The recommendation was made today (8 June) as part of the Committee’s inquiry into workforce burnout and resilience in the NHS and social care, which found that the Covid-19 pandemic has disproportionately affected staff from minority ethnic groups.

The report said that the Department of Health and Social Care (DHSC) should set out plans to implement the recommendations made by the BAME Communities Advisory Group last October and a timeframe for doing so.  

It added that ICSs ‘should have a duty to report on its progress against those recommendations’.

The advisory group’s report, delivered to the Social Care Sector COVID-19 Support Taskforce, called for equal status between staff ‘working in the NHS and social care in research, the design, development, and delivery of programmes that support BAME staff through the current and future pandemics’.

It added that co-ordination between the NHS and Local Authority, Social Care and Public Health to support BAME staff in social care should be more robust, and called for ‘clearer guidance and expectations’ to improve messaging on the need to protect BAME workers.

Discrimination a factor in burnout

The Health and Social Care Committee’s inquiry found that discrimination was a factor in staff burnout, with evidence provided by the King’s Fund highlighting that staff from minority ethnic backgrounds reported worse experiences compared to white staff ‘year after year’.

It also heard evidence from the Workforce Race Equality Standard (WRES) report, with this year’s report finding white applicants were 1.61 times more likely to be appointed from shortlisting compared to BME applicants.

The Committee said that the WRES report and the NHS People plan was ‘an important step’ in offering equal opportunities to all NHS staff.

It added that translating data into actions – a recommendation of the WRES report – must include ensuring that the boards of the new ICSs ‘appropriately represent the populations they serve’.

‘We therefore recommend that WRES data be made part of the ‘balanced basket of indicators’ we suggest for Integrated Care Systems, with the result that they become accountable for progress across their domains.
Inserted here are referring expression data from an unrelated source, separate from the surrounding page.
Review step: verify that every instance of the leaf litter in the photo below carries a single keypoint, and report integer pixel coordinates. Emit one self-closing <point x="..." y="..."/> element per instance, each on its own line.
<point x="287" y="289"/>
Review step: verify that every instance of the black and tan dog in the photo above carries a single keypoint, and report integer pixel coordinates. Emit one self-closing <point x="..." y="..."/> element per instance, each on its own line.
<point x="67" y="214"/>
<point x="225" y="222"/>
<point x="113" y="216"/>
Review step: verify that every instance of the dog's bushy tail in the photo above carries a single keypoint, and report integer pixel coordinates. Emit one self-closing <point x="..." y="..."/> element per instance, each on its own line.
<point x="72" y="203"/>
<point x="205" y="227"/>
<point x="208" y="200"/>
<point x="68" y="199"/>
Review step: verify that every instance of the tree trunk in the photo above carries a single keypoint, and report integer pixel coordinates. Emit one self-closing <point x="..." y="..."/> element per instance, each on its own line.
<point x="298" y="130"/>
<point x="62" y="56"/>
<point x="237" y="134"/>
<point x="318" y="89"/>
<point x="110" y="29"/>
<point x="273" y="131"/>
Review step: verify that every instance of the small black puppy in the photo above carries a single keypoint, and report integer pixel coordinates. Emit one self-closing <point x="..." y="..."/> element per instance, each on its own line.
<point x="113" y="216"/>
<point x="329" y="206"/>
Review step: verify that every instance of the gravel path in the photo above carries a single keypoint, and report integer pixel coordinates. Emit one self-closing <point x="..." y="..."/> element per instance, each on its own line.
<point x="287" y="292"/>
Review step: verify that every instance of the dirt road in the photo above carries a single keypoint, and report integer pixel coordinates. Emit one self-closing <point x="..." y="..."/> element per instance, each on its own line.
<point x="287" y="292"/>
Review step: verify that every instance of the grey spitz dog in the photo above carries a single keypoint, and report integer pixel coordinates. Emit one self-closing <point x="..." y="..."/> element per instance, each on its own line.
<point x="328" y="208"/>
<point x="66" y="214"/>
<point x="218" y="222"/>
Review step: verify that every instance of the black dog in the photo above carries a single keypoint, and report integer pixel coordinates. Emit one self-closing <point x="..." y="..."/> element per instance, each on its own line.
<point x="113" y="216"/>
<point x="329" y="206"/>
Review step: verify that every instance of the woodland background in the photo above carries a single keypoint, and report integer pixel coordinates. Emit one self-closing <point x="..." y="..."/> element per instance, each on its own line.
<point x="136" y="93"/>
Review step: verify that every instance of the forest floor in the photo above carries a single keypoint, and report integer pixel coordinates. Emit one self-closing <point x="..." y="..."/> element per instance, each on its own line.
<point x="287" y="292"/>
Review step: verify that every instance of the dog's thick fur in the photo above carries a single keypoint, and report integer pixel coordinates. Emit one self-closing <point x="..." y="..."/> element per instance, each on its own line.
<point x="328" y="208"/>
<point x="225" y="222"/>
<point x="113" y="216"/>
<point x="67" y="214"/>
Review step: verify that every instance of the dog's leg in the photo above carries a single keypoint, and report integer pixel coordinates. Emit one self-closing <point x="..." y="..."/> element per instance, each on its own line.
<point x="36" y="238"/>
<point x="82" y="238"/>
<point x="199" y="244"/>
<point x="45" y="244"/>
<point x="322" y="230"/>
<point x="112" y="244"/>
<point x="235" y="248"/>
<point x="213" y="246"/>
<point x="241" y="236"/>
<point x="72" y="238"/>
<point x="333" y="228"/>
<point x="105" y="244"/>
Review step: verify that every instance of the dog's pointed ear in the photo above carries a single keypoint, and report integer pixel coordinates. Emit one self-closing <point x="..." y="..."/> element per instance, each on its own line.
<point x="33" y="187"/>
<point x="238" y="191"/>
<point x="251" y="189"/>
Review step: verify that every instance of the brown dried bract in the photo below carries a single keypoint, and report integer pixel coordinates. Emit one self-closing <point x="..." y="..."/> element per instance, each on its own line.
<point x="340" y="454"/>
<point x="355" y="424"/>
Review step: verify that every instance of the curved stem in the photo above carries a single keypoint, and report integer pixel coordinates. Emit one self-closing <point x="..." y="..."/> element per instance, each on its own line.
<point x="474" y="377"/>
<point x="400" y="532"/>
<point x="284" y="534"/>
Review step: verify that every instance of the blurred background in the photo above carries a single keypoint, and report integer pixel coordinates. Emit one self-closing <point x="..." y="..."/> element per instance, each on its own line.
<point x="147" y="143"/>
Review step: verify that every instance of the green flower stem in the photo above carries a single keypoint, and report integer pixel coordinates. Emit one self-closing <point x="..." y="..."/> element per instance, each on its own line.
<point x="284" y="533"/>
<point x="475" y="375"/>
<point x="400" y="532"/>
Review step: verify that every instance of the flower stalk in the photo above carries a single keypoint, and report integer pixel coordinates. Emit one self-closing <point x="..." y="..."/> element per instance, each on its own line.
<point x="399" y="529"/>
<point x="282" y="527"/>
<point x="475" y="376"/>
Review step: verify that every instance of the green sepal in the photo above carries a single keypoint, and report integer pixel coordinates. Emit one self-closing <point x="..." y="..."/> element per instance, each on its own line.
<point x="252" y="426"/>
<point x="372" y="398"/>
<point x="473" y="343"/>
As part of this process, organisations should set themselves ambitious yet achievable targets that include timings,’  the report said.

Other recommendations

The Committee also recommended that ICSs be required to facilitate staff access to wellbeing support, with the system being accountable for the take-up of those services.

Mental health support should be maintained for staff even as the sector returns to ‘business as usual’ after the pandemic, it said.

It added that the workforce burnout emergency will not be solved without a ‘total overhaul of the way the NHS does workforce planning’ and suggested that Health Education England publish independent workforce projections – shaped by anticipated demand for services and covering five, 10 and 20 year assessments.

‘Bitter irony’

Suzie Bailey, director of leadership and organisational development at The King’s Fund, said the Committee’s report was a ‘stark depiction’ of the excessive workloads facing staff across the NHS and social care.

‘It is a bitter irony that so many health and care staff are made ill because of their work,’ she said.

‘It is particularly shocking that ethnic minority staff report worse experiences of working in the health and care system. In the latest NHS staff survey, 17% of black and minority ethnic staff reported experiencing discrimination at the hands of their own colleagues. Sustained and concerted efforts are needed to rid health and care services of this systemic discrimination.’

Ms Bailey added that the pandemic has left many staff ‘physically and emotionally drained’, but that staff burnout in the health and care sector has been present ‘for many years’.

‘Despite this, successive governments have seen health and care workforce pressures as a problem for tomorrow,’ she said.